Aparentemente não havia o que fazer, muito embora Adolpho Tadeu tivesse debaixo do braço uma liminar de interdito proibitório (para proteger o parque da exposição da ameaça do MST) deferida pelo juiz de direito Luiz Antonio Sari.

Liguei pra um amigo oficial da Polícia Militar no batalhão em Rondonópolis e ele detalhou o que aconteceria. A invasão estava na contagem regressiva.

Disse a Zeca que pouco antes de chegar à Famato estive no comando da 13ª Brigada de Infantaria Motorizada de Cuiabá, onde seu comandante o general de brigada Flávio Oscar Maurer convidou-me para cobrir uma operação do Exército em Rondonópolis, que contaria com efetivos de batalhões de Cuiabá, Aragarças (GO), Coxim (MS) e do 18º Grupo de Artilharia de Campanha (18º GAC) daquela cidade. Observei com meu anfitrião que o evento do general poderia impedir a invasão.

Sem entender aonde eu queria chegar, meu anfitrião disse que não via como, afinal – segundo ele – o Exército sempre ficou distante da questão da luta agrária. Propus a Zeca fazer um pedido ao general, que se fosse aceito seria tiro e queda. Ele ficou reticente perdido atrás da fumaça de seu inseparável cigarro. No entanto, Édson de Andrade, que era secretário da Famato e seu braço direito, gostou da ideia e me motivou a levá-la adiante. Pedi um tempo para conversar com o comandante da Brigada.

Da Famato liguei pra Brigada e consegui que o comandante me atendesse de imediato. Fui até lá. Tive uma conversa franca e objetiva com ele. Expliquei o que estava para acontecer e pedi ao general pra instalar o posto de comando da operação no parque de exposição.

O general deu um sorriso enigmático. Disse-me que ligaria ao comandante da 9ª Região Militar, em Campo Grande, e o fez de imediato. Maurer destacou a infraestrutura do parque e que o vaivém das viaturas e blindados entre o comando e o teatro da operação cruzando a zona urbana daria mais visibilidade ao Exército perante a população. Depois dessa argumentação, com a responsabilidade do cargo que ocupava, revelou ao superior a questão do MST e o transtorno que aquilo poderia causar.

Um “sim” na 9ª Região Militar, com pedido de cautela operacional, foi a resposta ouvida pelo general Maurer.
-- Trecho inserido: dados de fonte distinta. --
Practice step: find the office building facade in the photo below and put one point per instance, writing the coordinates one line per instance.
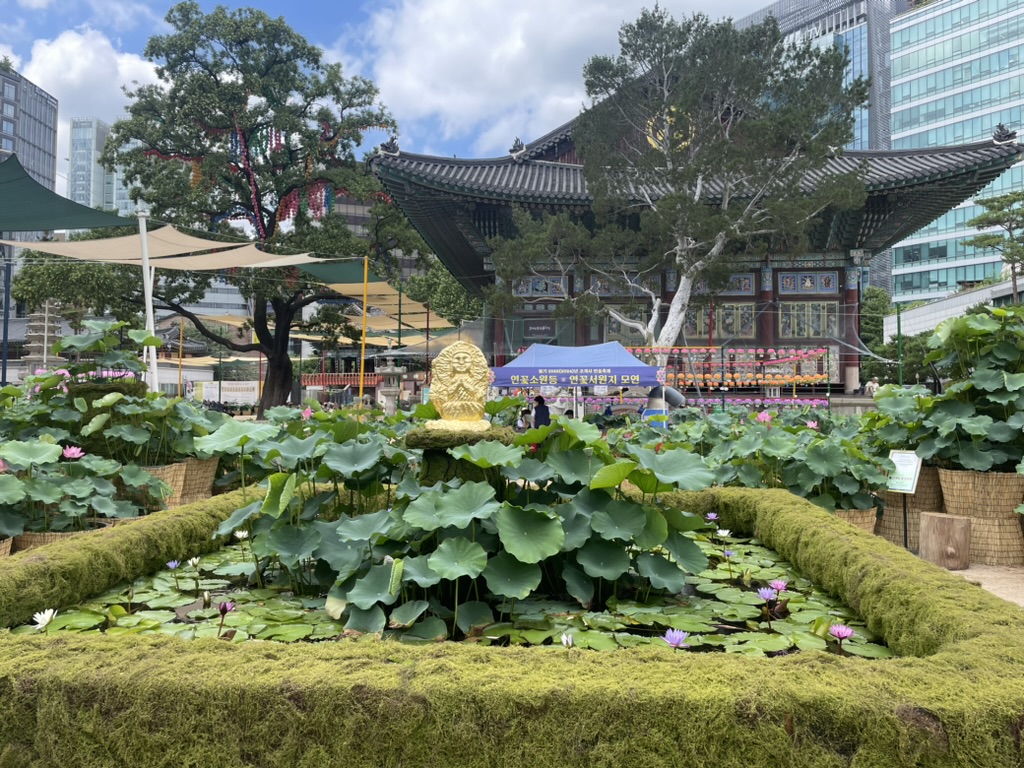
(957, 72)
(861, 27)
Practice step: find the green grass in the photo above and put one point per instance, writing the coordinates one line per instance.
(955, 697)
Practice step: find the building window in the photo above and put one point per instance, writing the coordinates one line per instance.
(804, 320)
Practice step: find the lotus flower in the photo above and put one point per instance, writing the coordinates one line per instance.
(43, 617)
(841, 632)
(676, 638)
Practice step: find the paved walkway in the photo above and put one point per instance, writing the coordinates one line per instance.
(1003, 581)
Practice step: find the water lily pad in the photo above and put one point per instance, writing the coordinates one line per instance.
(603, 559)
(458, 557)
(407, 613)
(529, 536)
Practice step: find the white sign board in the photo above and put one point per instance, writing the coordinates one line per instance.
(904, 478)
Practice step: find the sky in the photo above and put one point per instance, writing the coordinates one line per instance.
(462, 78)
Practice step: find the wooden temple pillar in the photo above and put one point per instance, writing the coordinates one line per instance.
(850, 307)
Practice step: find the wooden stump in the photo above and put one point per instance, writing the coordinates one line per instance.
(945, 540)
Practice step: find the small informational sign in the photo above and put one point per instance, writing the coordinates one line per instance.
(903, 479)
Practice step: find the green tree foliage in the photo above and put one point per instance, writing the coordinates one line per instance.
(443, 293)
(875, 305)
(79, 289)
(1005, 217)
(692, 112)
(248, 122)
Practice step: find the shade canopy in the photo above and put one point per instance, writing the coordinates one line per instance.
(598, 365)
(27, 206)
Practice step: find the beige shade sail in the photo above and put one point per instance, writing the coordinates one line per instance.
(164, 242)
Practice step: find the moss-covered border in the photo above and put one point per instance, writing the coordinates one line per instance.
(955, 697)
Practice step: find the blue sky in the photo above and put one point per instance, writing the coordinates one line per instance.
(462, 77)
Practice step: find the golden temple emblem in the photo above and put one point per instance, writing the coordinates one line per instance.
(460, 379)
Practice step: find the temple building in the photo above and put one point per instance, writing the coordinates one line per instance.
(807, 300)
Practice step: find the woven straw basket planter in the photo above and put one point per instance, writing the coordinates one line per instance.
(861, 518)
(989, 500)
(927, 498)
(200, 474)
(173, 475)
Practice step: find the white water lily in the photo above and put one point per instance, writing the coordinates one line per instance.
(43, 617)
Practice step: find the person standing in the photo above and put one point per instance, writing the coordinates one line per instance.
(541, 414)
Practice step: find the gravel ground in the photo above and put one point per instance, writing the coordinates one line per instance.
(1003, 581)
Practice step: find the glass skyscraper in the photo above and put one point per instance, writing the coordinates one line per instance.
(957, 71)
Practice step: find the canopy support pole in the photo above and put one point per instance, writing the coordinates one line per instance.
(153, 377)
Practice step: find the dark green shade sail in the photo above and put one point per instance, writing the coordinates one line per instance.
(28, 206)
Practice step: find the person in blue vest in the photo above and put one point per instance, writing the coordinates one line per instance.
(541, 414)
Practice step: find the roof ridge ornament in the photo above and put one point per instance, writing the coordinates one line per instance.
(518, 150)
(1003, 135)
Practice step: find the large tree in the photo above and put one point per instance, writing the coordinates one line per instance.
(702, 136)
(1004, 217)
(248, 123)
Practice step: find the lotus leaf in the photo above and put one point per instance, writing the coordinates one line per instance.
(603, 559)
(29, 454)
(660, 572)
(353, 458)
(612, 475)
(508, 577)
(418, 571)
(368, 622)
(487, 454)
(458, 557)
(233, 435)
(473, 616)
(374, 588)
(686, 553)
(620, 520)
(429, 630)
(527, 535)
(292, 545)
(365, 527)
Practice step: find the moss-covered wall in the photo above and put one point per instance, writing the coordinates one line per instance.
(956, 697)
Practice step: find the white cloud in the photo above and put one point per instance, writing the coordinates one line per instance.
(491, 71)
(85, 73)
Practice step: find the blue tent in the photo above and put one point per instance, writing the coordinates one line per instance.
(600, 365)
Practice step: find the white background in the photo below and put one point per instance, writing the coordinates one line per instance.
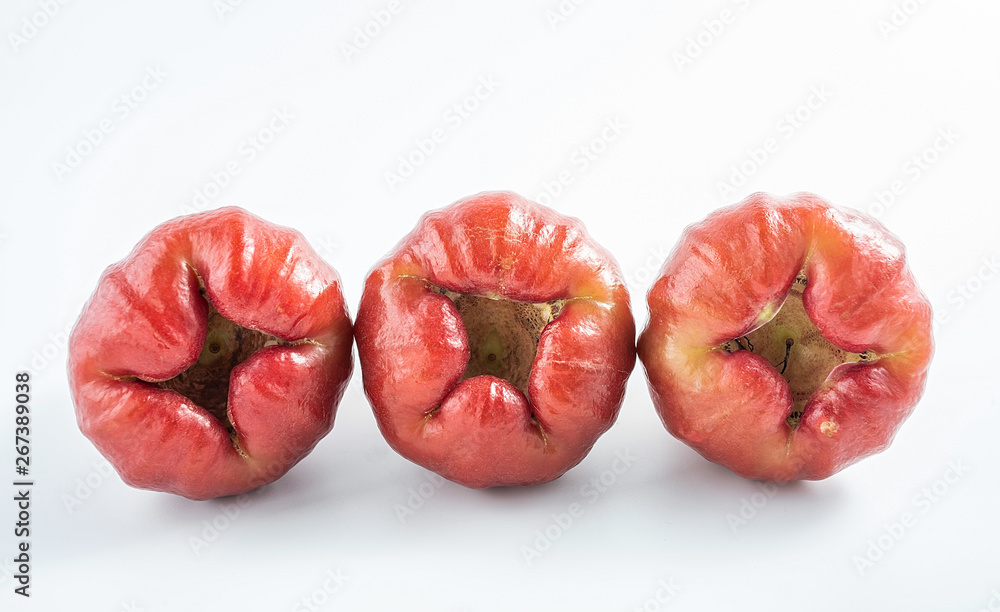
(666, 520)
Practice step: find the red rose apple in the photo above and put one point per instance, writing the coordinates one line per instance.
(495, 342)
(787, 338)
(211, 359)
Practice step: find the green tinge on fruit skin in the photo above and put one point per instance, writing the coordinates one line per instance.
(792, 343)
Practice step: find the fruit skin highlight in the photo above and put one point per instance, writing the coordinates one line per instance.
(500, 269)
(728, 277)
(197, 297)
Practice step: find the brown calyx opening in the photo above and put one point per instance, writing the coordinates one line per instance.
(792, 343)
(503, 334)
(206, 382)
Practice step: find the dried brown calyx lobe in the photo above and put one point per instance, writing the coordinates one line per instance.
(503, 334)
(206, 382)
(792, 343)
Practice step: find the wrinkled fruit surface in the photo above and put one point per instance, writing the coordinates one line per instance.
(787, 338)
(211, 359)
(495, 342)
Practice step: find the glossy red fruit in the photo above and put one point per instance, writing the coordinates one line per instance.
(495, 342)
(787, 338)
(211, 359)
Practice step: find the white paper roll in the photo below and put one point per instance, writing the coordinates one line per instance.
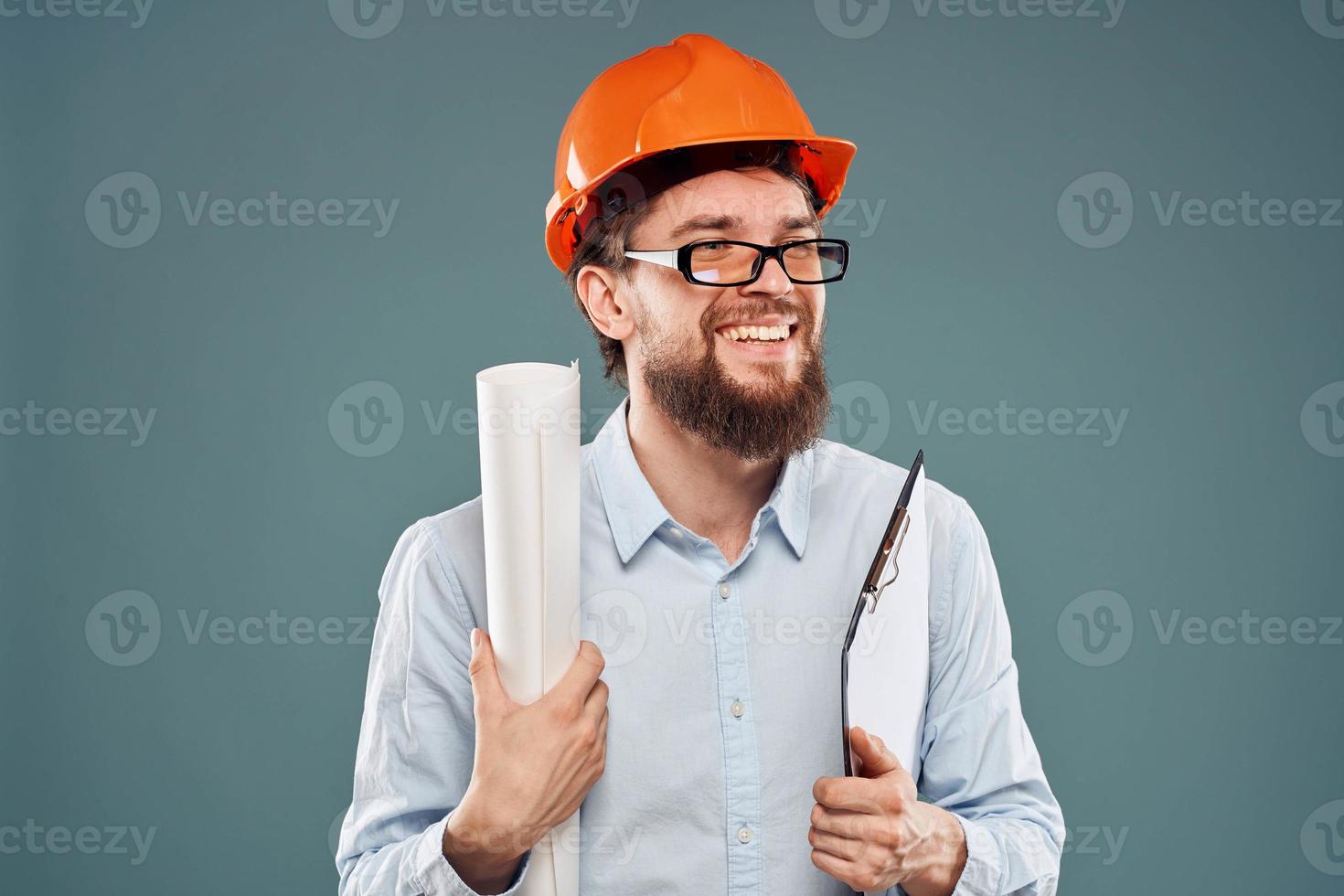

Retornei à Famato com a boa notícia. Zeca e Édson se desmancharam. Em Rondonópolis Adolpho Tadeu estava em polvorosa, mas de imediato um telefonema o tranquilizou. Ele quis saber como foi possível conseguir a blindagem do Exército: “Foi o Eduardo Gomes”, disse Zeca. O presidente do sindicato rural engoliu em seco, porque não me suportava em razão de matérias de minha autoria publicadas um ano antes no Diário de Cuiabá denunciando focos de aftosa ao lado da cerca do parque onde se realiza a Exposul.

No outro dia, os militares amanheceram no parque de exposição, que foi tomado por viaturas e canhões. Em seu portão principal, ao invés das bandeiras da Famato e do sindicato rural, foram hasteados pavilhões do Brasil e das unidades militares participantes. Ali, ninguém sem farda entrava. E não entrou mesmo.

Os chefes do MST entenderam o recado e a vitrine do agronegócio foi poupada. Depois daquele episódio estreitei relações com o general Maurer e em 31 de janeiro de 1996 ele distinguiu-me com o “Diploma de Amigo da Brigada”, que mantenho na moldura em meu escritório.